Washington School children help Rotary's polio eradication program

By Martha Marteney - Staff Writer
Manchester - posted Thu., Jul. 7, 2011
Contributed
Washington Elementary School children Madigan, Kiara, Skye and Noelle present their check in the amount of $204 for polio vaccines to Brian Armodiga, president of the Rotary Club of Manchester, and Beth Stafford, president-elect of the Rotary Club of Manchester and Rotarian Reader at Washington Elementary School. Photo contributed by Rick Lawrence of the Rotary Club. - Contributed Photo

Six members of the Rotary Club of Manchester volunteered again this year to read in Washington Elementary School and other schools in town. 

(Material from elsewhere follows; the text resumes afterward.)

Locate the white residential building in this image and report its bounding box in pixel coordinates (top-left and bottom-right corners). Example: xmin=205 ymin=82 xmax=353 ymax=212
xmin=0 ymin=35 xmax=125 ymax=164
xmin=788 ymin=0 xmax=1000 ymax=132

According to Rotarian Beth Stafford, one of the books she read dealt with the issue of polio, and she talked to the students about the Rotary Club’s goal of eradicating polio through the dispensing of the vaccine. “I’ve never had such young kids ask what they could do to help,” said Stafford.

The students of Alice Molloy’s fourth-grade class decided to raise funds to help give polio vaccines to children in Third World countries. The children donated more than $100 in pennies and change, earned from various odd jobs. “They gave out of their own need,” said Stafford.

The Rotary Club’s polio eradication program is one its primary efforts, and is in part supported by the Gates Foundation. To further the dollars donated by the Washington School children, Stafford matched the student donation so that a full $200 would go towards polio vaccines. She also encouraged the students to write an essay on what they would do with $100, but not for themselves.

In June, several of the Washington Elementary School students and their family members joined the Rotary Club meeting to present their check in the amount of $204.  Each vaccine costs 60 cents, of which 7 cents if for the medicine and the rest covers the cost of transportation and refrigeration. The efforts of the Washington Elementary School children will provide 340 vaccines.

“It helps them see their place in the world,” said Stafford. “It gives them pride to know they helped out.”